Loriot hätte aus solchen Gesprächen sicher einen unterhaltsamen Sketch gemacht. „Geschützter Raum“? An eine Gummizelle für Verfechter („Verfechtende“?) des „Mutter*sprachler*innenzertifikats“ ist dabei wohl leider weniger gedacht.

Doch die Sprachpolitessen der feministischen Linguistik stehen jetzt selbst unter Repressionsverdacht. Denn eine heute übliche Stellenannonce für „Bewerbende“ mit dem unvermeidlichen Zusatz „(m/w/d)“ gilt inzwischen als rückständig, weil die bloße Erwähnung binärer Geschlechteridentitäten (m/w) als Bedrohung empfunden wird. So sah sich die Harry-Potter-Autorin Joanne K. Rowling einem „shitstorm“ ausgesetzt, weil sie statt „Menschen, die menstruieren“ doch lieber „Frau“ sagen wollte.

Wenn das Frankfurter Frauendezernat verkündet, es wolle im Schriftverkehr künftig das „3. Geschlecht“ mehr „einbeziehen“, wird ausgeblendet, daß die Zahl der in Deutschland beanspruchten Geschlechtsidentitäten nicht bei drei, sondern mindestens bei 60 liegt, Tendenz steigend. Der Wanderzirkus der „Gerechten“ wird also weiterziehen und sich an dieser absoluten Minderheit der Zwitter, Drags und Transen abarbeiten. Unter dem Deckmantel eines „respektvollen Umgangs mit allen Menschen“ wird man die Sprache weiterhin respektlos zur Verfügungsmasse degradieren. Wirre Wortschöpfungen wie „sier“ (Zusammensetzung aus „sie“ und „er“) sind im Gespräch, können die neue, inflationäre Identitätenflut aber natürlich nicht annähernd bändigen.

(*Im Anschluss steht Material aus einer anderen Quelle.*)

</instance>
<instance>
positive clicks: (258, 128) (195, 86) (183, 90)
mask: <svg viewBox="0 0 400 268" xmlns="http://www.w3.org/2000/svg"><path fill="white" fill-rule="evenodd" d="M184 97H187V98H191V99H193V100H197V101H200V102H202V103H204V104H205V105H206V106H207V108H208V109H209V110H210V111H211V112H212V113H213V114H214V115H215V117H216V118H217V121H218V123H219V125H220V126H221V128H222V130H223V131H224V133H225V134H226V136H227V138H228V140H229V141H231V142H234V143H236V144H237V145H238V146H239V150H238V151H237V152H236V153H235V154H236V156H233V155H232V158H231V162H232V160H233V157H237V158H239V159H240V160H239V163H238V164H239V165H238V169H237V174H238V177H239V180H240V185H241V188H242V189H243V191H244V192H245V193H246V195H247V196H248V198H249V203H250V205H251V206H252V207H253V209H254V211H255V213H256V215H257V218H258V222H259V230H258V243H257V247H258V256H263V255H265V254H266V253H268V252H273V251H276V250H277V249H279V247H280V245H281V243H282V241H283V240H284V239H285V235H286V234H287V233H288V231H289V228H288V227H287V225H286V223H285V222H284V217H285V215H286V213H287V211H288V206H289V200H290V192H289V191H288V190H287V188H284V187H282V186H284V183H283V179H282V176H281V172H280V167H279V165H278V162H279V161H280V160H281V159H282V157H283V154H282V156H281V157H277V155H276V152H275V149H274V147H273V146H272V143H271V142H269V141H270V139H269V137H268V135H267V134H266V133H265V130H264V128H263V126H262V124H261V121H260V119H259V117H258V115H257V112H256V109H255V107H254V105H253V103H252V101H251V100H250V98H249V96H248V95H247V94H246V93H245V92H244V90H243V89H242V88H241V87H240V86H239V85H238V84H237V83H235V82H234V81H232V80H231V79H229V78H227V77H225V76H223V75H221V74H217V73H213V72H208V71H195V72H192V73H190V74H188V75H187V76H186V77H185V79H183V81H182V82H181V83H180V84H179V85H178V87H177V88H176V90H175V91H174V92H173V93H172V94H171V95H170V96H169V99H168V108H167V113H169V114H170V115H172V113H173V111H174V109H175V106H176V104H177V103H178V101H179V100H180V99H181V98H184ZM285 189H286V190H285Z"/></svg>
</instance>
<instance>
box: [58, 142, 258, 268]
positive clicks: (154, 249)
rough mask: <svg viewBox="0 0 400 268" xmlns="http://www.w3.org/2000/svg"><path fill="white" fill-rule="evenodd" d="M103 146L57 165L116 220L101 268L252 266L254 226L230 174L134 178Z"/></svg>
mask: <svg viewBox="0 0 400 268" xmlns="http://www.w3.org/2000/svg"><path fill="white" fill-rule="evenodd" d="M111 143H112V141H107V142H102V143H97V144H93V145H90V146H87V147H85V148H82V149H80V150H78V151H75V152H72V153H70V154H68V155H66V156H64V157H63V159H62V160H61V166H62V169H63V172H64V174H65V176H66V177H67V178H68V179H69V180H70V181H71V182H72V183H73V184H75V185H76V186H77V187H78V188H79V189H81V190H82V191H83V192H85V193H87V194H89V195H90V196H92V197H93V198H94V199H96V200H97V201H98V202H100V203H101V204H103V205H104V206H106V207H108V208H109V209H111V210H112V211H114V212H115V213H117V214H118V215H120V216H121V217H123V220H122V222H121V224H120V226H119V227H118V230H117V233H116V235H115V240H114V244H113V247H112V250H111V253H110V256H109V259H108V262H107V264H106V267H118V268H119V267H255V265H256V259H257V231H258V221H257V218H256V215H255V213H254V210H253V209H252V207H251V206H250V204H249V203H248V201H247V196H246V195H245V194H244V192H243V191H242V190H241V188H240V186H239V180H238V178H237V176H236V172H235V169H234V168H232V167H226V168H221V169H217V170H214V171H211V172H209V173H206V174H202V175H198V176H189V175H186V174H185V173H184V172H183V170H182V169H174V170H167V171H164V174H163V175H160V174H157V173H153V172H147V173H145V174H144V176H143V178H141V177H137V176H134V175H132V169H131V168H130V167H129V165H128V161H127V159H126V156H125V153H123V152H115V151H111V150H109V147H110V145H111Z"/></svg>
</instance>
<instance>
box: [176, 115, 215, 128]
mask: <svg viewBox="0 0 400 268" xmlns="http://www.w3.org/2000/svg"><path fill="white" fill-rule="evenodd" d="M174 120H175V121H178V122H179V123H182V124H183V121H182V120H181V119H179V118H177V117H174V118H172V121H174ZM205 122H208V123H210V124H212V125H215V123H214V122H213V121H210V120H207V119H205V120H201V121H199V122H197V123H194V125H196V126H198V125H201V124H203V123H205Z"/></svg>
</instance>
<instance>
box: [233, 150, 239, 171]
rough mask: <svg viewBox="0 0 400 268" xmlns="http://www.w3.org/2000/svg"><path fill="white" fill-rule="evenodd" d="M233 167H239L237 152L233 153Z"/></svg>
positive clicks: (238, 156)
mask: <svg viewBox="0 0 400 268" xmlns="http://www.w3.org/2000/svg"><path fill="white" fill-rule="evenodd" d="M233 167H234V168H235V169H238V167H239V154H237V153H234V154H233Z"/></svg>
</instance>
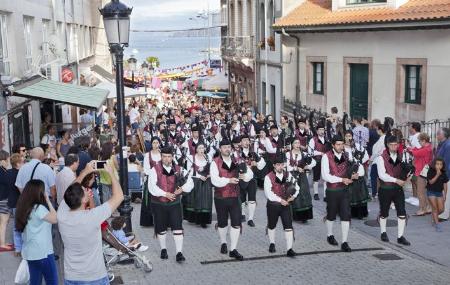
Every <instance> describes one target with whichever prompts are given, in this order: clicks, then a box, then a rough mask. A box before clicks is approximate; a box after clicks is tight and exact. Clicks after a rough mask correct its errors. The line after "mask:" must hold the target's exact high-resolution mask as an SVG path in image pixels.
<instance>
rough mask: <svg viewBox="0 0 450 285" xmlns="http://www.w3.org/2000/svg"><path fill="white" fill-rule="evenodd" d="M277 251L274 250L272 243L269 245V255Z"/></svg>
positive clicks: (274, 249)
mask: <svg viewBox="0 0 450 285" xmlns="http://www.w3.org/2000/svg"><path fill="white" fill-rule="evenodd" d="M276 251H277V250H276V249H275V244H274V243H271V244H270V245H269V252H270V253H274V252H276Z"/></svg>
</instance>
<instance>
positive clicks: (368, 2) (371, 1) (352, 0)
mask: <svg viewBox="0 0 450 285" xmlns="http://www.w3.org/2000/svg"><path fill="white" fill-rule="evenodd" d="M386 2H387V0H347V5H352V4H370V3H386Z"/></svg>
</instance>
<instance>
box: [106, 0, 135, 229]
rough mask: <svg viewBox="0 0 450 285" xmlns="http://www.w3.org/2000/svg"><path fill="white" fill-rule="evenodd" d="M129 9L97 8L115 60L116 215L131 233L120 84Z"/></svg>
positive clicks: (109, 3) (122, 76)
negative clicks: (117, 205) (117, 154)
mask: <svg viewBox="0 0 450 285" xmlns="http://www.w3.org/2000/svg"><path fill="white" fill-rule="evenodd" d="M132 10H133V8H128V7H127V6H126V5H125V4H123V3H121V2H120V1H119V0H111V2H110V3H108V4H106V5H105V6H104V7H103V8H102V9H100V10H99V11H100V14H102V16H103V22H104V25H105V32H106V37H107V40H108V44H109V50H110V52H111V53H112V54H113V55H114V57H115V68H116V91H117V107H118V110H117V125H118V130H117V132H118V135H119V145H120V147H121V150H122V151H121V152H120V161H119V168H120V169H119V178H120V185H121V186H122V191H123V194H124V196H125V198H124V201H123V203H122V204H121V205H120V207H119V213H120V215H121V216H122V217H124V218H125V220H126V229H125V231H126V232H131V231H132V227H131V212H132V211H133V207H131V204H130V200H131V199H130V195H129V191H128V176H127V175H128V161H127V156H128V153H127V151H128V150H127V144H126V125H125V89H124V84H123V50H124V47H127V46H128V42H129V38H130V15H131V11H132Z"/></svg>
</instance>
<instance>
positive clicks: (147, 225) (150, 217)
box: [139, 181, 153, 227]
mask: <svg viewBox="0 0 450 285" xmlns="http://www.w3.org/2000/svg"><path fill="white" fill-rule="evenodd" d="M150 200H151V195H150V193H149V191H148V181H145V183H144V190H143V193H142V203H141V218H140V222H139V224H140V225H141V227H152V226H153V213H152V208H151V202H150Z"/></svg>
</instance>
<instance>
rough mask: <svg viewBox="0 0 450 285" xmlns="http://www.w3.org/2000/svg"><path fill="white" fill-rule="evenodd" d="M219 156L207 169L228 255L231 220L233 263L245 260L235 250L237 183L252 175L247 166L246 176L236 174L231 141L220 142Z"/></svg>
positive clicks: (242, 256)
mask: <svg viewBox="0 0 450 285" xmlns="http://www.w3.org/2000/svg"><path fill="white" fill-rule="evenodd" d="M219 147H220V155H219V156H218V157H216V158H215V159H214V160H213V161H212V162H211V166H210V175H211V183H212V184H213V185H214V187H215V192H214V204H215V206H216V213H217V225H218V231H219V236H220V242H221V248H220V252H221V253H222V254H227V252H228V247H227V232H228V218H230V220H231V228H230V240H231V248H230V249H231V251H230V254H229V256H230V257H232V258H235V259H236V260H243V259H244V257H243V256H242V255H241V254H240V253H239V252H238V251H237V249H236V248H237V244H238V241H239V235H240V233H241V207H240V202H239V195H240V190H239V185H238V184H239V181H240V180H243V181H244V182H249V181H250V180H251V179H252V178H253V172H252V171H251V170H250V169H249V168H248V167H247V169H246V170H247V171H246V172H245V173H239V172H238V169H237V165H236V163H235V162H234V161H233V160H232V159H231V157H230V154H231V142H230V141H229V140H228V139H226V138H224V139H222V140H221V141H220V144H219Z"/></svg>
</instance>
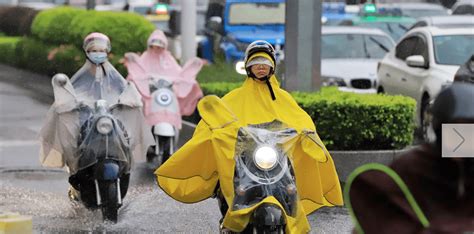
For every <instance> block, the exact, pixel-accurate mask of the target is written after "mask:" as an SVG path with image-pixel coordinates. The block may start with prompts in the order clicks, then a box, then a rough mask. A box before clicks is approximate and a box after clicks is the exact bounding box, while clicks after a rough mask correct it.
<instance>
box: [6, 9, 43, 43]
mask: <svg viewBox="0 0 474 234" xmlns="http://www.w3.org/2000/svg"><path fill="white" fill-rule="evenodd" d="M36 14H38V11H37V10H34V9H31V8H28V7H5V6H4V7H0V19H1V20H0V31H2V32H4V33H5V34H6V35H8V36H23V35H28V34H30V28H31V23H32V22H33V19H34V18H35V16H36Z"/></svg>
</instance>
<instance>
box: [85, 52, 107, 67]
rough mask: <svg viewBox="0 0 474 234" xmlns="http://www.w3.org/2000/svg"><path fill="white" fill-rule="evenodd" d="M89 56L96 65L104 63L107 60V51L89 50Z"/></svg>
mask: <svg viewBox="0 0 474 234" xmlns="http://www.w3.org/2000/svg"><path fill="white" fill-rule="evenodd" d="M88 57H89V59H90V60H91V61H92V62H93V63H95V64H96V65H99V64H102V63H104V62H105V61H107V53H106V52H89V54H88Z"/></svg>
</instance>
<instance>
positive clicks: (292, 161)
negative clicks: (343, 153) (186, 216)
mask: <svg viewBox="0 0 474 234" xmlns="http://www.w3.org/2000/svg"><path fill="white" fill-rule="evenodd" d="M198 109H199V113H200V114H201V116H202V118H203V120H204V121H205V122H206V123H208V124H209V126H212V127H211V128H215V129H218V130H221V131H222V128H225V126H229V128H235V127H236V126H234V127H232V125H233V124H235V123H238V122H236V121H238V120H237V119H234V118H235V117H234V116H235V115H233V114H232V113H231V112H230V111H229V109H227V108H226V107H225V104H224V103H223V102H222V101H221V100H220V99H219V98H217V97H215V96H214V97H212V96H207V97H205V98H204V99H203V100H202V101H201V102H200V103H199V106H198ZM217 126H221V127H217ZM222 126H224V127H222ZM237 126H238V125H237ZM215 137H218V139H216V140H215V142H229V140H224V139H225V138H226V137H229V135H227V134H216V135H215ZM220 137H223V138H222V139H220ZM303 139H305V141H306V139H307V140H309V141H308V142H311V144H314V145H315V147H321V148H322V143H321V142H320V140H318V139H315V137H314V132H312V131H310V130H305V131H302V132H301V133H298V132H297V131H296V130H295V129H294V128H290V127H288V126H287V125H286V124H285V123H283V122H281V121H279V120H274V121H272V122H267V123H261V124H256V125H246V126H240V127H239V128H238V132H237V137H236V142H235V146H234V147H233V148H235V151H234V161H235V166H234V174H233V178H232V182H233V186H232V188H233V196H231V198H232V203H228V202H227V201H226V199H225V197H224V195H223V192H222V190H221V187H220V184H218V185H217V188H216V192H215V194H216V196H217V199H218V203H219V206H220V210H221V213H222V215H223V216H225V215H226V213H227V212H228V210H229V207H230V210H232V211H234V212H237V211H240V210H246V209H249V208H250V209H253V210H252V213H251V215H250V220H249V223H248V224H247V226H246V228H245V229H244V230H243V233H284V232H285V230H286V226H287V217H293V218H296V216H297V209H298V206H299V204H298V202H299V198H298V190H297V187H296V179H295V171H294V167H293V156H292V154H293V151H294V149H295V146H296V145H297V144H299V143H301V141H302V140H303ZM223 147H224V148H226V147H227V146H223ZM325 154H326V156H327V152H325ZM221 160H224V159H221ZM221 179H226V178H219V180H221ZM227 196H229V195H227ZM273 198H274V200H273ZM262 202H263V203H262ZM221 228H223V226H221Z"/></svg>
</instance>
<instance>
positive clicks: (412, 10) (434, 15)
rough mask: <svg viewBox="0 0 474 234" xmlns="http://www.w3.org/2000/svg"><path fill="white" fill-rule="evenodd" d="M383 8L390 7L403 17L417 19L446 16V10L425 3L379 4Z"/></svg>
mask: <svg viewBox="0 0 474 234" xmlns="http://www.w3.org/2000/svg"><path fill="white" fill-rule="evenodd" d="M379 6H383V7H387V8H389V7H392V8H398V9H400V11H401V13H402V15H403V16H407V17H412V18H419V17H425V16H440V15H448V9H446V8H445V7H443V6H442V5H440V4H435V3H427V2H404V3H389V4H379Z"/></svg>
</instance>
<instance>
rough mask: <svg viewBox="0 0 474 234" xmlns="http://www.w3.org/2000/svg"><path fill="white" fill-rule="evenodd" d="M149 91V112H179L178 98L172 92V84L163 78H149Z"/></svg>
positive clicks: (172, 84)
mask: <svg viewBox="0 0 474 234" xmlns="http://www.w3.org/2000/svg"><path fill="white" fill-rule="evenodd" d="M150 93H151V98H152V100H153V102H152V104H151V110H150V111H151V112H152V113H157V112H161V111H164V112H171V113H175V114H179V104H178V98H177V97H176V95H175V94H174V92H173V84H172V83H171V82H170V81H168V80H167V79H164V78H159V79H154V78H150Z"/></svg>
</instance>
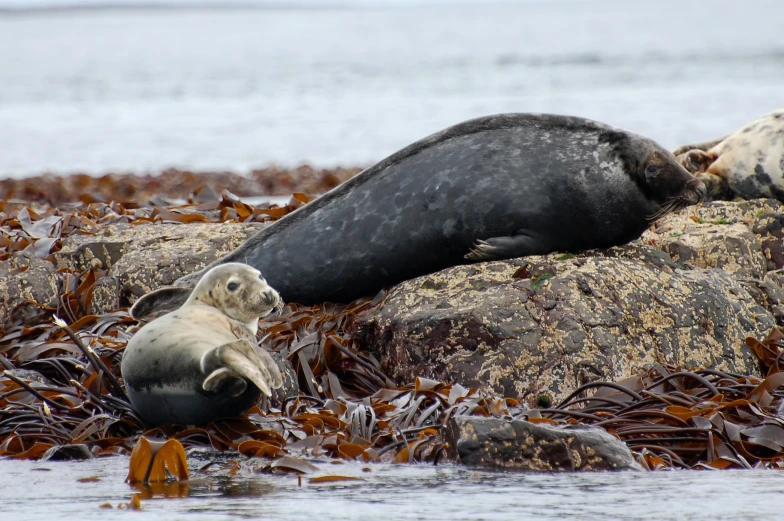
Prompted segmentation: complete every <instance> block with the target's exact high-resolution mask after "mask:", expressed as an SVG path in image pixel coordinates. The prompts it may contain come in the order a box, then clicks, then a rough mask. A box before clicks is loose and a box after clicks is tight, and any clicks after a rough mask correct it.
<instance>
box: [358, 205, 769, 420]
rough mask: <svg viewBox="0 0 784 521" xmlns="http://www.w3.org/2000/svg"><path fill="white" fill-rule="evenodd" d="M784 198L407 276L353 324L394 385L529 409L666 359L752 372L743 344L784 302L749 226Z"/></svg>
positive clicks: (757, 333)
mask: <svg viewBox="0 0 784 521" xmlns="http://www.w3.org/2000/svg"><path fill="white" fill-rule="evenodd" d="M779 210H781V203H779V202H778V201H769V200H766V201H759V202H754V201H751V202H744V203H727V202H716V203H711V204H709V205H706V206H705V207H698V208H692V209H688V210H686V211H684V212H681V213H680V214H677V215H673V216H670V217H668V218H666V219H664V220H662V221H661V222H659V223H657V225H656V226H655V227H654V228H653V229H652V230H650V231H649V232H646V234H645V235H644V236H643V237H642V238H641V239H640V240H638V241H635V242H633V243H632V244H630V245H627V246H624V247H619V248H611V249H609V250H604V251H591V252H586V253H584V254H580V255H577V256H573V255H562V254H551V255H546V256H538V257H528V258H525V259H513V260H507V261H500V262H491V263H483V264H476V265H471V266H458V267H454V268H450V269H447V270H444V271H442V272H439V273H435V274H432V275H429V276H425V277H420V278H418V279H414V280H411V281H407V282H404V283H403V284H400V285H398V286H396V287H395V288H393V289H392V290H391V291H390V293H389V294H388V296H387V298H386V300H385V301H384V302H383V303H382V304H381V305H380V306H378V307H377V308H376V309H375V310H373V311H371V312H369V313H367V314H366V315H364V316H363V317H362V318H361V320H359V321H358V331H357V338H359V339H360V341H361V342H362V344H363V346H364V347H365V348H366V349H368V350H370V351H371V352H373V354H374V355H375V356H376V357H378V358H379V360H380V361H381V363H382V366H383V368H384V369H385V370H386V372H387V373H388V374H389V375H390V376H391V377H392V378H393V379H394V380H396V381H397V382H399V383H403V382H409V381H411V380H412V378H413V377H414V376H425V377H428V378H434V379H437V380H444V381H447V382H460V383H461V384H462V385H471V386H475V387H479V388H482V389H485V390H487V391H489V392H495V393H500V394H502V395H505V396H512V397H516V398H518V399H521V400H525V401H527V402H528V403H529V404H531V405H533V404H534V403H535V400H536V397H537V396H539V395H540V394H542V393H546V394H551V395H553V396H554V397H555V399H556V400H558V399H560V398H563V397H565V396H566V395H567V394H568V393H570V392H572V391H573V390H574V389H576V388H577V387H579V386H580V385H582V384H584V383H587V382H590V381H595V380H611V381H613V380H619V379H622V378H626V377H628V376H631V375H633V374H637V373H639V372H642V371H645V370H647V369H648V368H650V367H651V366H652V365H653V364H655V363H660V362H666V363H671V364H675V365H682V366H684V367H687V368H697V367H706V368H717V369H721V370H726V371H732V372H739V373H744V374H757V373H758V371H759V369H758V364H757V361H756V359H755V357H754V355H753V354H752V353H751V352H750V351H749V350H748V349H747V348H746V346H745V342H744V340H745V338H746V337H747V336H754V337H758V338H761V337H764V336H765V335H767V333H768V331H769V330H770V329H771V328H772V327H774V326H775V325H776V323H777V321H779V322H781V321H782V318H784V313H783V311H784V310H782V309H781V303H782V300H784V294H782V293H781V291H780V290H781V287H780V279H779V278H774V277H773V276H768V274H767V273H766V269H767V267H768V266H769V264H768V262H767V260H766V258H765V255H764V253H763V251H762V248H761V246H760V244H761V242H760V241H761V239H762V238H761V236H760V235H757V234H755V233H753V231H752V227H753V225H754V223H755V222H757V221H758V220H759V219H760V217H761V215H764V214H770V213H776V211H779Z"/></svg>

Abzusehen ist, daß die Zersplitterung von Identitäten eine Stimmung weiter anheizen wird, die nach Francis Fukuyama den militanten Trumpismus wie den europäischen Populismus erst ermöglicht hat.






Walter Oldenbürger, Jahrgang 1956, Gymnasiallehrer a. D. (Deutsch, Philosophie, kath. Religion, Ethik) mit Wirtschaftsabschluß. Erfahrungen im Werbe-, Presse- und PR-Bereich. Er engagiert(e) sich gegen die neue Rechtschreibung (1996) und Genderdeutsch.